1. Apa yang dimaksud dengan Guillain-Barré Syndrome (GBS)?
2. Apa saja etiologi Guillain-Barré Syndrome (GBS)?
3. Bagaimana klasifikasi Guillain-Barré Syndrome (GBS)?
4. Bagaimana patofisiologi Guillain-Barré Syndrome (GBS)?
5. Bagaimana gambaran klinis Guillain-Barré Syndrome (GBS)?
6. Bagaimana cara diagnosa dan kriteria diagnose Guillain-Barré Syndrome
(GBS)?
7. Apa saja diagnosis banding Guillain-Barré Syndrome (GBS)?
8. Bagaimana terapi Guillain-Barré Syndrome (GBS)?
9. Bagaimana prognosis Guillain-Barré Syndrome (GBS)?

1.3 Tujuan
1. Untuk mengetahui yang dimaksud dengan Guillain-Barré Syndrome (GBS).
2. Untuk mengetahui etiologi Guillain-Barré Syndrome (GBS).
3. Untuk mengetahui klasifikasi Guillain-Barré Syndrome (GBS).
4. Untuk mengetahui patofisiologi Guillain-Barré Syndrome (GBS).
5. Untuk mengetahui gambaran klinis Guillain-Barré Syndrome (GBS).
6. Untuk mengetahui cara diagnosa dan kriteria diagnosa Guillain-Barré
Syndrome (GBS).
7. Untuk mengetahui diagnosis banding Guillain-Barré Syndrome (GBS).
8. Untuk mengetahui terapi Guillain-Barré Syndrome (GBS).
9. Untuk mengetahui prognosis Guillain-Barré Syndrome (GBS).

1.4 Manfaat
1.4.1 Manfaat teoritis
Referat ini diharapkan dapat memberikan informasi mengenai Guillain-Barré
Syndrome (GBS), yang meliputi definisi, etiologi, klasifikasi, patofisiologi, gambaran
klinis, cara diagnosa, kriteria diagnosa, diagnosis banding, terapi, dan prognosis.

1.4.2 Manfaat praktis


Referat ini diharapkan dapat menjadi acuan untuk penulisan lebih lanjut
mengenai Guillain-Barré Syndrome (GBS).

2
BAB 2

TINJAUAN PUSTAKA

2.1 Definisi Guillain-Barré Syndrome (GBS)


Guillain-Barré Syndrome (GBS) adalah suatu kelainan sistem kekebalan
tubuh manusia yang menyerang bagian dari susunan saraf tepi dirinya sendiri
dengan karekterisasi berupa kelemahan atau arefleksia dari saraf motorik yang
sifatnya progresif.
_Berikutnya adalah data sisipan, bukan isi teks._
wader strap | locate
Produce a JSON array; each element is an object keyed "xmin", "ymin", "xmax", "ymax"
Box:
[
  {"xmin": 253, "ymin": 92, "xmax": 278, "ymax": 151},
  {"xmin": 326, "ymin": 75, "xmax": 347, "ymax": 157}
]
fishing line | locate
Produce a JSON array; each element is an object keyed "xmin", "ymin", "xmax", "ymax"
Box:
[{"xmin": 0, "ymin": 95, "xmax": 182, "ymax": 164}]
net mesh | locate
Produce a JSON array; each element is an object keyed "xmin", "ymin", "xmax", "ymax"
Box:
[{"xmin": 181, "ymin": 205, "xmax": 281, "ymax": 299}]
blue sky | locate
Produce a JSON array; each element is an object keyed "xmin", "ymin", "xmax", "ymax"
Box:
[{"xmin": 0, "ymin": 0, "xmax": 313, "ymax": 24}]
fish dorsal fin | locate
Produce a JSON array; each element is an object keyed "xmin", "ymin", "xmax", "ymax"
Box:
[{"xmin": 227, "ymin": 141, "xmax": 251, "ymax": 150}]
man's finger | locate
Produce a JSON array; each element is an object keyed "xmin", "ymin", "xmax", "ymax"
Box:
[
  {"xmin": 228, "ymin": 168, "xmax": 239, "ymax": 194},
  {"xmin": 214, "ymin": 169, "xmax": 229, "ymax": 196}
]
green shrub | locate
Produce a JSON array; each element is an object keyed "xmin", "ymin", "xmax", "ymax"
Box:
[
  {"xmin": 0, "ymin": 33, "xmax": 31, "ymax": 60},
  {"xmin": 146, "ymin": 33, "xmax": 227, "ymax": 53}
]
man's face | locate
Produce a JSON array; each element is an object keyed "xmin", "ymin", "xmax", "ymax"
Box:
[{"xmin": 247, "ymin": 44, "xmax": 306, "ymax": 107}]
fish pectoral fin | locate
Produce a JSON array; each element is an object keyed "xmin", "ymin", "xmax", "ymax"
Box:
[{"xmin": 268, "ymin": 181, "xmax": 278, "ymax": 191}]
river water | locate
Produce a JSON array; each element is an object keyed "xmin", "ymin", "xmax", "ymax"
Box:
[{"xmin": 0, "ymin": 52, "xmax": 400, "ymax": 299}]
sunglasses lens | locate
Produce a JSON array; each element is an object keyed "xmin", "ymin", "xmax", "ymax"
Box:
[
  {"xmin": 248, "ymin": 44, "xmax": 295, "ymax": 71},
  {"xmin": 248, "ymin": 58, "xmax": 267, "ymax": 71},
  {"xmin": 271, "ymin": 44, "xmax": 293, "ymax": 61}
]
Kelainan ini kadang-kadang juga menyerang saraf sensoris,
otonom, maupun susunan saraf pusat. Guillain-Barré Syndrome (GBS) merupakan
polineuropati akut, bersifat simetris dan ascenden, yang,biasanya terjadi 1 sampai 3
minggu dan kadang-kadang sampai 8 minggu setelah suatu infeksi akut.
Guillain-Barré Syndrome (GBS) merupakan polineuropati pasca infeksi yang
menyebabkan terjadinya demielinisasi saraf motoric, yang kadang juga mengenai
saraf sensorik. Selain itu, Guillain-Barré Syndrome (GBS) juga dapat didefinisikan
sebagai polineuropati yang menyeluruh, dapat berlangsung akut atau sub akut, yang
mungkin terjadi spontan atau sesudah suatu infeksi. Guillain-Barré Syndrome (GBS)
mempunyai banyak sinonim, antara lain:
1) Polineuritis akut pasca infeksi
2) Polineuritis akut toksik
3) Polineuritis febril
4) Poliradikulopati
5) Acute Ascending Paralysis

2.2 Etiologi Guillain-Barré Syndrome (GBS)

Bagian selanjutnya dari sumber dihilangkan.